Permanent and Temporary Environmental Refugees

Many disasters strike and leave areas destroyed and virtually uninhabitable. Other disasters, such as floods or wildfires may leave an area uninhabitable for a short while, but the area regenerates with the only risk being a similar event taking place again. Still other disasters, like long-term drought can allow people to return to an area but don’t offer the same opportunity for regeneration and can leave people without an opportunity for re-growth. In the situations where areas are uninhabitable or re-growth is not possible, individuals are forced to permanently relocate. If this can be done within one’s own country, that government remains responsible for the individuals, but when environmental havoc is wreaked on an entire country, the individuals leaving the country become environmental refugees.


Natural and Human Causes

Disasters that result in environmental refugees have a wide variety of causes and can be attributed to both natural and human reasons.
Some examples of natural causes include drought or floods caused by a shortage or excess of precipitation, volcanoes, hurricanes, and earthquakes. Some examples of human causes include over-logging, dam construction, biological warfare, and environmental pollution.


International Refugee Law

The International Red Cross predicts that there are currently more environmental refugees than refugees displaced because of war, yet environmental refugees are not included or protected under the International Refugee Law which developed out of the 1951 Refugee Convention.
This law only includes persons who fit these three basic characteristics:


  • They are outside their country of origin or outside the country of their formal habitual residence;
  • They are unable or unwilling to avail themselves of the protection of that country owing to a well-founded fear of being persecuted; and
  • The persecution feared is based on at least one of five grounds: race, religion, nationality, membership of a particular social group, or political opinion.
Since environmental refugees do not fit these characteristics, they are not guaranteed asylum in other more developed countries, as a refugee based on these characteristics would be.

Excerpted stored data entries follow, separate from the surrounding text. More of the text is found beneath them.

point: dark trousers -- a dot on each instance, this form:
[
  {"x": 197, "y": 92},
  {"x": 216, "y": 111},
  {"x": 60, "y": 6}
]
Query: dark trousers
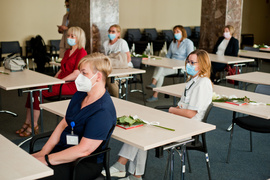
[
  {"x": 84, "y": 171},
  {"x": 216, "y": 67}
]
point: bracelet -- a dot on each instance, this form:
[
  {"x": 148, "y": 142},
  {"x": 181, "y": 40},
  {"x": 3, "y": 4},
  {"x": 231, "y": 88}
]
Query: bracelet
[{"x": 47, "y": 160}]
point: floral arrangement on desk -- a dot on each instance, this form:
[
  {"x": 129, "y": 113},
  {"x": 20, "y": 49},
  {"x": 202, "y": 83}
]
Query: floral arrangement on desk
[
  {"x": 128, "y": 122},
  {"x": 260, "y": 46},
  {"x": 235, "y": 100}
]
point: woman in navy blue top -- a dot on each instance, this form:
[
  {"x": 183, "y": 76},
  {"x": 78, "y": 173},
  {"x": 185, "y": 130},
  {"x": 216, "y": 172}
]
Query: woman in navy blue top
[{"x": 90, "y": 117}]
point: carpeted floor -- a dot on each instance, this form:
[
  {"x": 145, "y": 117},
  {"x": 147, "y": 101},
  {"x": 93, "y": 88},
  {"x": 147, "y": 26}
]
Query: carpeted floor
[{"x": 243, "y": 165}]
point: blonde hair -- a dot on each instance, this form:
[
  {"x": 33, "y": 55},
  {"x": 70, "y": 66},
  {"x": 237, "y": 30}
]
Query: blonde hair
[
  {"x": 98, "y": 62},
  {"x": 203, "y": 62},
  {"x": 182, "y": 29},
  {"x": 231, "y": 29},
  {"x": 117, "y": 27},
  {"x": 79, "y": 33}
]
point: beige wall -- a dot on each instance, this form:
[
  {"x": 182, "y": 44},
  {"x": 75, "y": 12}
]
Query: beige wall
[
  {"x": 256, "y": 20},
  {"x": 159, "y": 14},
  {"x": 22, "y": 19}
]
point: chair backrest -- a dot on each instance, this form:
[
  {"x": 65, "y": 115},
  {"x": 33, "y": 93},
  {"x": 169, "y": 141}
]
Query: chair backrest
[
  {"x": 263, "y": 89},
  {"x": 207, "y": 113},
  {"x": 11, "y": 47},
  {"x": 134, "y": 35},
  {"x": 188, "y": 30},
  {"x": 248, "y": 48},
  {"x": 137, "y": 62},
  {"x": 54, "y": 45},
  {"x": 151, "y": 34},
  {"x": 197, "y": 30}
]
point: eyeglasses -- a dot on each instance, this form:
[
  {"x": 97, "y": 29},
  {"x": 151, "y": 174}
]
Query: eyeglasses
[{"x": 191, "y": 62}]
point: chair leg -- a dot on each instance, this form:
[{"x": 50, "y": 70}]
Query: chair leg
[
  {"x": 189, "y": 165},
  {"x": 250, "y": 134},
  {"x": 231, "y": 137}
]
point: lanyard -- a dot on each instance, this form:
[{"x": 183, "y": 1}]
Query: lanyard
[
  {"x": 72, "y": 124},
  {"x": 186, "y": 89}
]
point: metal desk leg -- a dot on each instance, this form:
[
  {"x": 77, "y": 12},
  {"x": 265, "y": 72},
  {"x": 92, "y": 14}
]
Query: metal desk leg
[
  {"x": 5, "y": 111},
  {"x": 32, "y": 111}
]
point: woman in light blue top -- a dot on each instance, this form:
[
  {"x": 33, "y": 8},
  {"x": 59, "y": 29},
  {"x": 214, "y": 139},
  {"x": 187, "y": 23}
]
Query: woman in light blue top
[{"x": 179, "y": 49}]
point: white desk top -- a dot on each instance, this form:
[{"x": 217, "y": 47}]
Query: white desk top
[
  {"x": 254, "y": 54},
  {"x": 146, "y": 137},
  {"x": 16, "y": 163},
  {"x": 25, "y": 79},
  {"x": 228, "y": 59},
  {"x": 122, "y": 72},
  {"x": 116, "y": 72},
  {"x": 252, "y": 77},
  {"x": 164, "y": 62},
  {"x": 255, "y": 110}
]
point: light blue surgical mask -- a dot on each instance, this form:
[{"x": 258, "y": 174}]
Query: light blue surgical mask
[
  {"x": 191, "y": 69},
  {"x": 71, "y": 42},
  {"x": 111, "y": 36},
  {"x": 178, "y": 36}
]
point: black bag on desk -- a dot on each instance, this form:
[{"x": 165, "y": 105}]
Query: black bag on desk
[{"x": 14, "y": 63}]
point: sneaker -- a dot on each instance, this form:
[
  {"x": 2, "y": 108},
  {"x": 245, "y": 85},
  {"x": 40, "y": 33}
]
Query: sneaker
[
  {"x": 114, "y": 172},
  {"x": 152, "y": 99},
  {"x": 150, "y": 86}
]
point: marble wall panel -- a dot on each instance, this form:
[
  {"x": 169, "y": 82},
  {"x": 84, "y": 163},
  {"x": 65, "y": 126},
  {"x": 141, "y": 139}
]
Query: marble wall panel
[{"x": 215, "y": 15}]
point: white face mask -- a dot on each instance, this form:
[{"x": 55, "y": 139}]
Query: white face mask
[
  {"x": 83, "y": 83},
  {"x": 227, "y": 35}
]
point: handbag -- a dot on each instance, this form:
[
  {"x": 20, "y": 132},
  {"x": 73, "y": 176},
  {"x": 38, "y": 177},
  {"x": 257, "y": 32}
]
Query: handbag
[
  {"x": 119, "y": 60},
  {"x": 14, "y": 63}
]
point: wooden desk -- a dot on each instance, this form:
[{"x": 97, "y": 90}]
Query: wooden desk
[
  {"x": 228, "y": 59},
  {"x": 254, "y": 54},
  {"x": 16, "y": 163},
  {"x": 255, "y": 110},
  {"x": 26, "y": 79},
  {"x": 164, "y": 62},
  {"x": 252, "y": 77},
  {"x": 146, "y": 137}
]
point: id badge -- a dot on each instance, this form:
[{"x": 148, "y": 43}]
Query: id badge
[{"x": 72, "y": 139}]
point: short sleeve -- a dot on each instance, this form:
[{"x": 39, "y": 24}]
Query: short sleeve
[
  {"x": 99, "y": 125},
  {"x": 124, "y": 46},
  {"x": 79, "y": 56},
  {"x": 201, "y": 95}
]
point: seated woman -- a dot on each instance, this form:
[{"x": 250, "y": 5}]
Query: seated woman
[
  {"x": 179, "y": 49},
  {"x": 90, "y": 117},
  {"x": 68, "y": 72},
  {"x": 226, "y": 45},
  {"x": 193, "y": 104},
  {"x": 113, "y": 45}
]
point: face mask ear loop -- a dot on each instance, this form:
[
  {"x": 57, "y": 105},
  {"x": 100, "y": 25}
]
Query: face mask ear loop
[{"x": 92, "y": 78}]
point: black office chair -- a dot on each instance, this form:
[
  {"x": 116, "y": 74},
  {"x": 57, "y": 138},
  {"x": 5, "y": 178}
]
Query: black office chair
[
  {"x": 251, "y": 123},
  {"x": 200, "y": 146},
  {"x": 135, "y": 36},
  {"x": 168, "y": 35},
  {"x": 9, "y": 47},
  {"x": 189, "y": 31},
  {"x": 137, "y": 63},
  {"x": 157, "y": 40},
  {"x": 97, "y": 152},
  {"x": 254, "y": 64}
]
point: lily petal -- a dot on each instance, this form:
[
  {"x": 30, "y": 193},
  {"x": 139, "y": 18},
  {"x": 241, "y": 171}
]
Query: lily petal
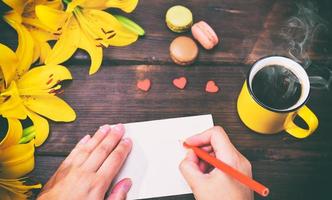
[
  {"x": 17, "y": 160},
  {"x": 17, "y": 189},
  {"x": 95, "y": 52},
  {"x": 51, "y": 107},
  {"x": 42, "y": 127},
  {"x": 12, "y": 107},
  {"x": 14, "y": 133},
  {"x": 44, "y": 77},
  {"x": 8, "y": 63},
  {"x": 67, "y": 44},
  {"x": 51, "y": 17},
  {"x": 125, "y": 5},
  {"x": 25, "y": 47}
]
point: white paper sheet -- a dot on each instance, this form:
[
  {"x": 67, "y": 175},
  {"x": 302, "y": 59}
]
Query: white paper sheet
[{"x": 153, "y": 164}]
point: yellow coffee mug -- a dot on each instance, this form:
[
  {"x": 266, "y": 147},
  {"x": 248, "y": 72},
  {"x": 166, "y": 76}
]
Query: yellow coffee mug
[{"x": 267, "y": 120}]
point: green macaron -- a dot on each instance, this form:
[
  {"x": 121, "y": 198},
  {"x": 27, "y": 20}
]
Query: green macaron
[{"x": 179, "y": 18}]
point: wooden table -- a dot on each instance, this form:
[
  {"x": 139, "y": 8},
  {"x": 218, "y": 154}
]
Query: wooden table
[{"x": 292, "y": 168}]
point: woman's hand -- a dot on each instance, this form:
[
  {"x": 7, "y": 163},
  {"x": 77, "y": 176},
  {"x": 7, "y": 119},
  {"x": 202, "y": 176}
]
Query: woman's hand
[
  {"x": 211, "y": 184},
  {"x": 89, "y": 169}
]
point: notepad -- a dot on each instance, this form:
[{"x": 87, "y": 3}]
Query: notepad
[{"x": 153, "y": 164}]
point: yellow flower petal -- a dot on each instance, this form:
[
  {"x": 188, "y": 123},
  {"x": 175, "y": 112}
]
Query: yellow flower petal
[
  {"x": 42, "y": 48},
  {"x": 120, "y": 36},
  {"x": 8, "y": 63},
  {"x": 65, "y": 47},
  {"x": 41, "y": 127},
  {"x": 44, "y": 77},
  {"x": 45, "y": 49},
  {"x": 17, "y": 160},
  {"x": 17, "y": 189},
  {"x": 51, "y": 17},
  {"x": 12, "y": 107},
  {"x": 96, "y": 53},
  {"x": 125, "y": 5},
  {"x": 51, "y": 107},
  {"x": 13, "y": 135},
  {"x": 25, "y": 47},
  {"x": 5, "y": 194}
]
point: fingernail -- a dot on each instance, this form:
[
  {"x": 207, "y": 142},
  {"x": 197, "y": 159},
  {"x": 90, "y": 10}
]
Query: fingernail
[
  {"x": 119, "y": 128},
  {"x": 127, "y": 140},
  {"x": 85, "y": 139},
  {"x": 105, "y": 128},
  {"x": 127, "y": 185}
]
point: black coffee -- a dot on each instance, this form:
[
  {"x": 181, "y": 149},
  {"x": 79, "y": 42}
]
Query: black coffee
[{"x": 277, "y": 87}]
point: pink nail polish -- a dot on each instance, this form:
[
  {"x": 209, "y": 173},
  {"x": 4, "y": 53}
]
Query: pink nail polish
[
  {"x": 127, "y": 185},
  {"x": 85, "y": 139},
  {"x": 119, "y": 128},
  {"x": 127, "y": 140},
  {"x": 105, "y": 129}
]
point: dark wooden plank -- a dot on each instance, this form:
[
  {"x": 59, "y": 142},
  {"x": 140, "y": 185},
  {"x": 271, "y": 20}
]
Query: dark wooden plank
[
  {"x": 234, "y": 21},
  {"x": 296, "y": 180},
  {"x": 247, "y": 29},
  {"x": 111, "y": 97}
]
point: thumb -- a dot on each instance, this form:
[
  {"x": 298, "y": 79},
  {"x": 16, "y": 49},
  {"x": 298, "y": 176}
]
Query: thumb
[
  {"x": 189, "y": 168},
  {"x": 120, "y": 190}
]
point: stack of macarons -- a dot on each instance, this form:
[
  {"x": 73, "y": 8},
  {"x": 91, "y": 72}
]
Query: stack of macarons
[{"x": 183, "y": 49}]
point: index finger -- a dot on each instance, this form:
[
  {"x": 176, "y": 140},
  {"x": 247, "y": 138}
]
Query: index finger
[
  {"x": 217, "y": 138},
  {"x": 115, "y": 160}
]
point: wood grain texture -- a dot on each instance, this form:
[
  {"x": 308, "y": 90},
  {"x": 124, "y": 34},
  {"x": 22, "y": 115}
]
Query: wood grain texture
[
  {"x": 286, "y": 179},
  {"x": 293, "y": 169}
]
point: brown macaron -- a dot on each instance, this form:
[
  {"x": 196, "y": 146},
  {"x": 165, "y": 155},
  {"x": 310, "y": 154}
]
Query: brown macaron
[{"x": 183, "y": 50}]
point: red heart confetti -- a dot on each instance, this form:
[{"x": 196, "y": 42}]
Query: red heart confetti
[
  {"x": 180, "y": 82},
  {"x": 144, "y": 85},
  {"x": 211, "y": 87}
]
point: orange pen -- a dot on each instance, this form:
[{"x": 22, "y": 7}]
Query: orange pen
[{"x": 252, "y": 184}]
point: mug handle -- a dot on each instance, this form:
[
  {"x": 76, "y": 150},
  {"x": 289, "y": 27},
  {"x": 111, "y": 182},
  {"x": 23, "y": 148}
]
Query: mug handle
[{"x": 309, "y": 117}]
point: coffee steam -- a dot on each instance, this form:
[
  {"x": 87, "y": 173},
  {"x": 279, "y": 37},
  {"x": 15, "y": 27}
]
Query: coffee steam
[
  {"x": 300, "y": 31},
  {"x": 276, "y": 87}
]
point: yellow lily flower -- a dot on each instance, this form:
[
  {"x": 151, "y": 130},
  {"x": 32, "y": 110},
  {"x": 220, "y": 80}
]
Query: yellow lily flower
[
  {"x": 17, "y": 189},
  {"x": 16, "y": 160},
  {"x": 23, "y": 17},
  {"x": 84, "y": 25},
  {"x": 31, "y": 93}
]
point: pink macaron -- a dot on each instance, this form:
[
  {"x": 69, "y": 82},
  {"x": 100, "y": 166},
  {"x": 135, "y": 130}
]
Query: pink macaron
[{"x": 204, "y": 34}]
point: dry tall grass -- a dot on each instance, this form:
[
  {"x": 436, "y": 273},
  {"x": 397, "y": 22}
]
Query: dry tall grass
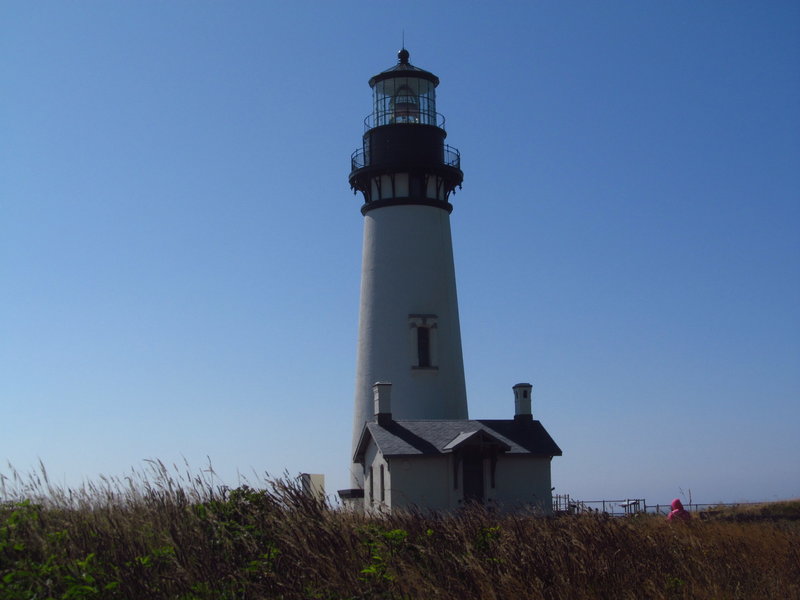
[{"x": 184, "y": 538}]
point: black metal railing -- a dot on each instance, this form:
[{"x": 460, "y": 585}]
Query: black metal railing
[
  {"x": 393, "y": 117},
  {"x": 360, "y": 158}
]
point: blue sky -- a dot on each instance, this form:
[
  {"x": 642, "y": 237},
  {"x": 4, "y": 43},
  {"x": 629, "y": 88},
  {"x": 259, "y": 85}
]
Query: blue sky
[{"x": 180, "y": 251}]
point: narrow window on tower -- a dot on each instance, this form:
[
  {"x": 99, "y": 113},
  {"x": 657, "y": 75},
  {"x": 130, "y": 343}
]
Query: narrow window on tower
[
  {"x": 423, "y": 347},
  {"x": 371, "y": 488},
  {"x": 422, "y": 342}
]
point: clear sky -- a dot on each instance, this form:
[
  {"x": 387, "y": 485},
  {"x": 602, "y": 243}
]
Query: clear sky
[{"x": 180, "y": 250}]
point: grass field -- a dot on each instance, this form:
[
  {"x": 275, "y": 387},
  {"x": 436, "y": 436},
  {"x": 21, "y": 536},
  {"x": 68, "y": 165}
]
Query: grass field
[{"x": 161, "y": 538}]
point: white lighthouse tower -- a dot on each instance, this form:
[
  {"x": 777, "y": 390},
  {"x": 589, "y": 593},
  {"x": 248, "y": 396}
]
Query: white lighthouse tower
[{"x": 409, "y": 332}]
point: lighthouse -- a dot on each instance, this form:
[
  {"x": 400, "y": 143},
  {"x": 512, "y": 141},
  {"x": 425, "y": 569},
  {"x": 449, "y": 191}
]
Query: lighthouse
[
  {"x": 408, "y": 331},
  {"x": 413, "y": 443}
]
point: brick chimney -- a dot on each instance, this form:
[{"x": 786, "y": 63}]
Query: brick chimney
[{"x": 522, "y": 402}]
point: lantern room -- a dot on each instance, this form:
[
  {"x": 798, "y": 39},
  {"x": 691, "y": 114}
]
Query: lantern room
[
  {"x": 404, "y": 94},
  {"x": 403, "y": 158}
]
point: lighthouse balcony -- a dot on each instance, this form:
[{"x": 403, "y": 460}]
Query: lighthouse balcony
[{"x": 363, "y": 158}]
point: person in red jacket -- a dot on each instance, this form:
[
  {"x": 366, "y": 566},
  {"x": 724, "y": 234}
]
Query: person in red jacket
[{"x": 678, "y": 513}]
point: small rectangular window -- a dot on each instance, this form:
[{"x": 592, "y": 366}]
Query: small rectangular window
[{"x": 423, "y": 347}]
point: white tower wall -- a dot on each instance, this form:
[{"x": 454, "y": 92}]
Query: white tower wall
[{"x": 408, "y": 278}]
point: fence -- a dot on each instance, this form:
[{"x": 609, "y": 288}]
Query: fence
[{"x": 564, "y": 504}]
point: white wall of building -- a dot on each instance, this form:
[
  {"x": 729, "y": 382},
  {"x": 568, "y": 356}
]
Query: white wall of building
[{"x": 522, "y": 480}]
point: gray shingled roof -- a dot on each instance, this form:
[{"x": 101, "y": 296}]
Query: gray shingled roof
[{"x": 407, "y": 438}]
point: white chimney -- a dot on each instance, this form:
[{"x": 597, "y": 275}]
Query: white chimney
[
  {"x": 382, "y": 393},
  {"x": 522, "y": 402}
]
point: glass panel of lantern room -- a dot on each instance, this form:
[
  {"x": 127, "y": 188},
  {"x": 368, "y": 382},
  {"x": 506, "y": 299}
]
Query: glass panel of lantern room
[
  {"x": 382, "y": 97},
  {"x": 405, "y": 102},
  {"x": 427, "y": 102}
]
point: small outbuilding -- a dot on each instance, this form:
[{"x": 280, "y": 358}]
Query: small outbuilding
[{"x": 446, "y": 464}]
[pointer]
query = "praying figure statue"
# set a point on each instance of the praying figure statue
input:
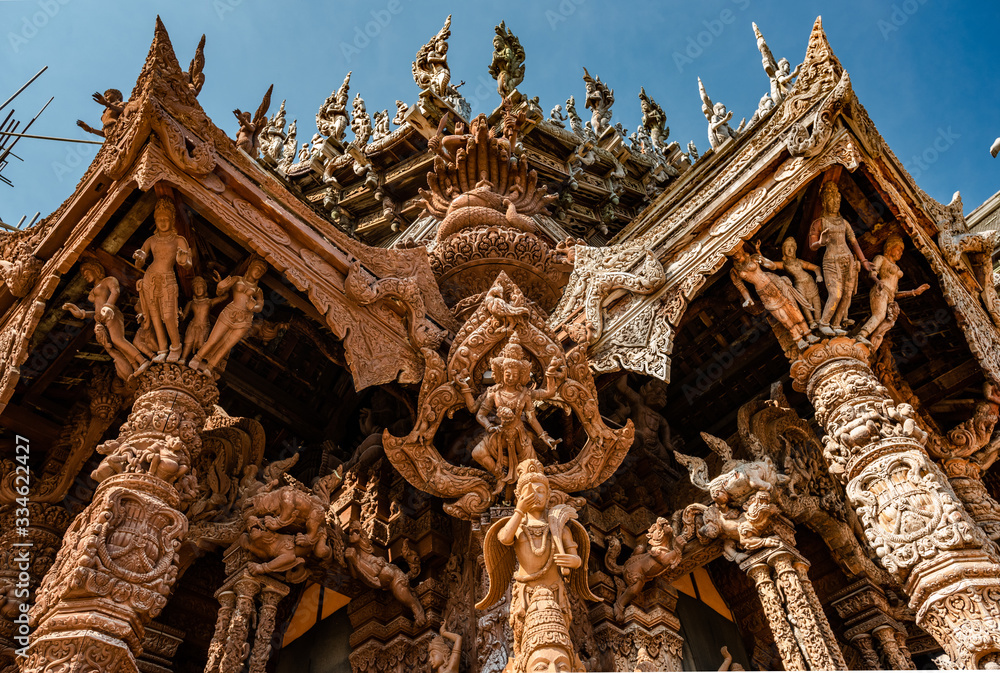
(158, 292)
(886, 288)
(840, 261)
(776, 293)
(109, 323)
(113, 108)
(502, 411)
(799, 270)
(236, 318)
(549, 549)
(199, 308)
(445, 652)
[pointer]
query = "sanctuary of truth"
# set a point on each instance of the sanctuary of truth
(518, 392)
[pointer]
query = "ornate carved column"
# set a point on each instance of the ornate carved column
(911, 515)
(23, 567)
(236, 648)
(886, 636)
(271, 594)
(227, 601)
(118, 561)
(801, 630)
(863, 642)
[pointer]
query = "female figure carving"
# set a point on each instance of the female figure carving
(840, 261)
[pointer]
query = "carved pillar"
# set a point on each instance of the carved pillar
(863, 642)
(227, 601)
(271, 594)
(912, 517)
(890, 647)
(784, 638)
(236, 647)
(29, 539)
(118, 561)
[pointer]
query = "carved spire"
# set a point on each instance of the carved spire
(820, 71)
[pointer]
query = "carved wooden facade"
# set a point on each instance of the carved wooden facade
(473, 377)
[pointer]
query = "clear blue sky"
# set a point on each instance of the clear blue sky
(926, 70)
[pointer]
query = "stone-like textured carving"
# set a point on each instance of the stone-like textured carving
(840, 260)
(158, 290)
(742, 510)
(648, 560)
(236, 318)
(109, 323)
(378, 573)
(248, 136)
(507, 66)
(910, 514)
(432, 74)
(502, 314)
(600, 98)
(332, 119)
(777, 294)
(719, 130)
(547, 544)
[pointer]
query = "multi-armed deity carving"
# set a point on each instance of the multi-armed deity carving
(507, 67)
(779, 72)
(840, 261)
(158, 290)
(743, 502)
(332, 119)
(109, 323)
(719, 130)
(432, 74)
(777, 294)
(600, 98)
(549, 549)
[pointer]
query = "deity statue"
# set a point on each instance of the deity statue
(507, 67)
(557, 116)
(648, 560)
(159, 292)
(886, 287)
(401, 110)
(550, 549)
(378, 573)
(799, 270)
(236, 318)
(654, 119)
(362, 123)
(431, 72)
(505, 405)
(113, 107)
(199, 308)
(719, 130)
(380, 125)
(247, 138)
(779, 72)
(652, 432)
(332, 118)
(776, 293)
(600, 98)
(840, 261)
(109, 323)
(445, 652)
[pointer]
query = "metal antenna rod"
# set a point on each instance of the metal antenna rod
(23, 87)
(64, 140)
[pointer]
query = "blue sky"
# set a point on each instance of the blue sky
(926, 70)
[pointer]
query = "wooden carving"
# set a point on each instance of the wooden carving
(504, 316)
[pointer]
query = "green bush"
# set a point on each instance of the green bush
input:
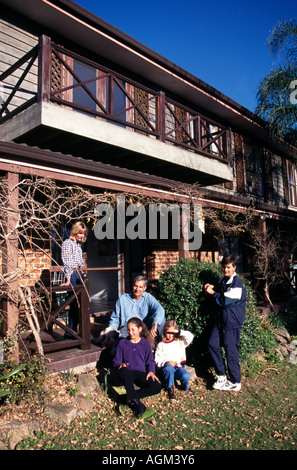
(23, 382)
(180, 291)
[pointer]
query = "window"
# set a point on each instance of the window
(292, 179)
(254, 169)
(86, 74)
(116, 98)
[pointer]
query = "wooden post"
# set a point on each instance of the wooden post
(183, 242)
(84, 319)
(10, 258)
(162, 120)
(44, 69)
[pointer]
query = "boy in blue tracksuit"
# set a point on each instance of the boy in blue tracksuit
(230, 299)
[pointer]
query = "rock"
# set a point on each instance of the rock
(12, 432)
(282, 336)
(192, 371)
(60, 413)
(87, 383)
(84, 403)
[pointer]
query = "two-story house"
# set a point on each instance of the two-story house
(83, 102)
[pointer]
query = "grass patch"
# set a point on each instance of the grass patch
(262, 416)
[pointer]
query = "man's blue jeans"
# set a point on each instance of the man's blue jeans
(172, 373)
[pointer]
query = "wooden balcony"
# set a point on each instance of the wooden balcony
(53, 81)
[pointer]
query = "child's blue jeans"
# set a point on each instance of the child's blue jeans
(172, 373)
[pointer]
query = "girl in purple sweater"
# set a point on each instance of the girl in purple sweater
(135, 364)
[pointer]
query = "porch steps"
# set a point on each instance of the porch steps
(74, 358)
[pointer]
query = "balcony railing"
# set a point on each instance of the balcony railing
(51, 73)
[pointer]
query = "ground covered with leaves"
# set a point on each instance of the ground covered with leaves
(262, 416)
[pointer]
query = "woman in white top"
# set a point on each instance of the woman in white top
(170, 356)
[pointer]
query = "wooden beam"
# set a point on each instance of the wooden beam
(10, 258)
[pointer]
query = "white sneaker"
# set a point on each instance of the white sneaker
(220, 381)
(229, 386)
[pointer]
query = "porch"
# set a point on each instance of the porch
(66, 102)
(79, 351)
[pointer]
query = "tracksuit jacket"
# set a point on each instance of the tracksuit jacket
(230, 298)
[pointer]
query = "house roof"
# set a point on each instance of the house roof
(68, 19)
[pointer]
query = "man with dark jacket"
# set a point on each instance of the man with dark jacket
(229, 297)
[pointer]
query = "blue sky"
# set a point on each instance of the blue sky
(222, 43)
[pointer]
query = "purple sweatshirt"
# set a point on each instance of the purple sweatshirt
(139, 355)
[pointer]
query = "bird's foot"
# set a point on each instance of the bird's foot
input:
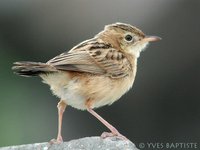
(110, 134)
(59, 140)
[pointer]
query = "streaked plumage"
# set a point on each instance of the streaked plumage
(94, 73)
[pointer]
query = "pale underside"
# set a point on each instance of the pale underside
(78, 90)
(99, 73)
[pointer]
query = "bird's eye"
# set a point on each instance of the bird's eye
(129, 38)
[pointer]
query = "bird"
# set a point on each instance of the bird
(94, 73)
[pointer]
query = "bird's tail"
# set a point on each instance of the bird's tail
(28, 69)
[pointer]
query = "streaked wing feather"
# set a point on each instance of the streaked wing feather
(79, 61)
(95, 59)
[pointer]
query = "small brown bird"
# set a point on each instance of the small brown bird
(94, 73)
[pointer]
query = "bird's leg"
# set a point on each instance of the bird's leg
(114, 131)
(61, 108)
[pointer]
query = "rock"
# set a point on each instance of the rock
(87, 143)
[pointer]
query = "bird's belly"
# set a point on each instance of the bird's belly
(110, 90)
(78, 90)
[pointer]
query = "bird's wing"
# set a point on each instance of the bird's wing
(96, 59)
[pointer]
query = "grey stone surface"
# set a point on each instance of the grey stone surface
(87, 143)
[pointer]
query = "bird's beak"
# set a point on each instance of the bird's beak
(151, 38)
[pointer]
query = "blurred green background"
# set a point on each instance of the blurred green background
(163, 104)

Resources for Environmental Refugees

Environmental refugees are not protected under International Refugee Law and because of this, they are not considered actual refugees. There are few resources, but some resources do exist for those displaced based on environmental reasons. For example, The Living Space for Environmental Refugees (LiSER) Foundation is an organization that is working to put environmental refugee issues on the agendas of politicians and their website has information and statistics on environmental refugees as well as links to ongoing environmental refugee programs.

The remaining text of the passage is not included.